敵陣の上で器用に動いていたフィンとノーヴァが、ようやく直線的な動きに移った。
それを見て、連合王国の竜騎士たちは一気に加速して追いかけた。
「逃がすか!」
「八つ裂きにしてやる!」
竜騎士たちは怨嗟の声をかけながら、フィンとノーヴァに迫る。
追跡してきているのは三十騎ほど。
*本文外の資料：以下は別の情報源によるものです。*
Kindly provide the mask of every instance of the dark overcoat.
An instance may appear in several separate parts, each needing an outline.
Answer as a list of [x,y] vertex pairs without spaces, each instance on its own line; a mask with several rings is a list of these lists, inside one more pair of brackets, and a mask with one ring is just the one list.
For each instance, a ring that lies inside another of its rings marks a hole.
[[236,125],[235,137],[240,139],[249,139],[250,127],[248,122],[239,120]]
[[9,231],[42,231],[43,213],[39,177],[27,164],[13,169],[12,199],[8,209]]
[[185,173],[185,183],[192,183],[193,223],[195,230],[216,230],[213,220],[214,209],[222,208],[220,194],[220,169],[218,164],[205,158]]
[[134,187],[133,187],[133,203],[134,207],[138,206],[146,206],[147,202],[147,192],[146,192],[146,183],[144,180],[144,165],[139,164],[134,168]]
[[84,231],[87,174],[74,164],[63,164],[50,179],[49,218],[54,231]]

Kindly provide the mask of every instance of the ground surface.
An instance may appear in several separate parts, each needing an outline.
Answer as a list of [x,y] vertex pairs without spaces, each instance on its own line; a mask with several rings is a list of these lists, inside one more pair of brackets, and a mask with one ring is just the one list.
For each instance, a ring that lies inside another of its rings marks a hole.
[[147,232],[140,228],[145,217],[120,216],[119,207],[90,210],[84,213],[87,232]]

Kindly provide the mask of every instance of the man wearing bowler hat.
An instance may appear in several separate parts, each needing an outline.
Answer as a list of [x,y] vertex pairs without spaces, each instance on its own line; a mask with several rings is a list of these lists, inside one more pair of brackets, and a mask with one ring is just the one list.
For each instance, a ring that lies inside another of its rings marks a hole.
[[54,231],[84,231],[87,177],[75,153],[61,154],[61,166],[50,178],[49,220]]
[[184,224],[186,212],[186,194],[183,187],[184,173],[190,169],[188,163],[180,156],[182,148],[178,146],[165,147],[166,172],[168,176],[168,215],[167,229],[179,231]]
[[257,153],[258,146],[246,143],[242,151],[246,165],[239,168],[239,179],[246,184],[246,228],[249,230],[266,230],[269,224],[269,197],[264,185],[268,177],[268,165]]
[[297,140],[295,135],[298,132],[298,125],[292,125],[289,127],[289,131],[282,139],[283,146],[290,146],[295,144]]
その後ろからさらに二十騎ほどが続く。
それを確認したフィンは城の城壁へ一気に突っ込む。
体当たりをする気なのかと、多くの竜騎士が速度を緩めるが、中にはフィンとノーヴァだけを見て止まらない竜騎士もいた。
そんな竜騎士たちを嘲笑うように、フィンはギリギリでノーヴァを上昇させた。
「くそっ!? うわぁぁぁ!!」
止まり切れず、城壁に竜騎士たちがぶつかっていく。
だが、追手の数はそこまで減らない。
「上昇したぞ! もう障害物はない! 加速しろ!」
「止めをさしてやる!」
合計で四十騎ほどの竜騎士がフィンとノーヴァを追って、ディック城の上空へと真っすぐ向かっていく。
あと少し、もう少し。
一人の竜騎士の長槍が届く距離まで迫った時。
一気にフィンとノーヴァが加速した。
今までの追跡劇が嘘のように、フィンとノーヴァは後ろに続く竜騎士たちを引き離したのだった。
「なんだ、と……?」
自分たちが引き付けられていたと察するのに時間はかからなかった。
だが、どうして引き付けたのか?
その疑問の答えは雲を切り裂いて黒い鳥に跨った白いマントの騎士たちが現れるまで気づくことはできなかった。
上昇だけを考えていた竜騎士たちはあまりにも無防備だった。
隊列などない。
「ちくしょう……帝国め!」
「回避! 回避だ!」
「間に合わない! 速すぎる!」
それに対して、整然と隊列を組んで第六近衛騎士隊が降下していく。
まるで猛禽の狩りのように。
すれ違い様に無数の火球を浴びて、追跡していた竜騎士たちは撃墜されていったのだった。
そして白いマントの騎士たちは城の上空を守るようにして散っていく。
自分たちの姿を誇示するように。
「第六近衛騎士隊だ……天隼部隊だ!」
「援軍だ! 皇帝陛下の援軍が来たぞ!」
「勝てる! 勝てるぞ!」
城に籠り、辛い籠城を行っていたレオの本隊にいる兵士たちが大いに湧き上がる。
だが、そんな勝利の叫びなど許さないとばかりに連合王国の残る竜騎士たちが集結して突撃を敢行する。
その数はいまだに第六近衛騎士隊よりも多かった。
「迎撃用意! 制空権を確保しろ! 皇帝陛下の名にかけて! 一人たりとも城に近寄らせるな!」
ランベルトの号令が飛び、第六近衛騎士隊が隊列を組む。
それに対して連合王国の竜騎士たちも隊列を組む。
だが、彼らは忘れていた。気づかなかった。
自分たちの頭上には流星がいるという絶望的な事実に。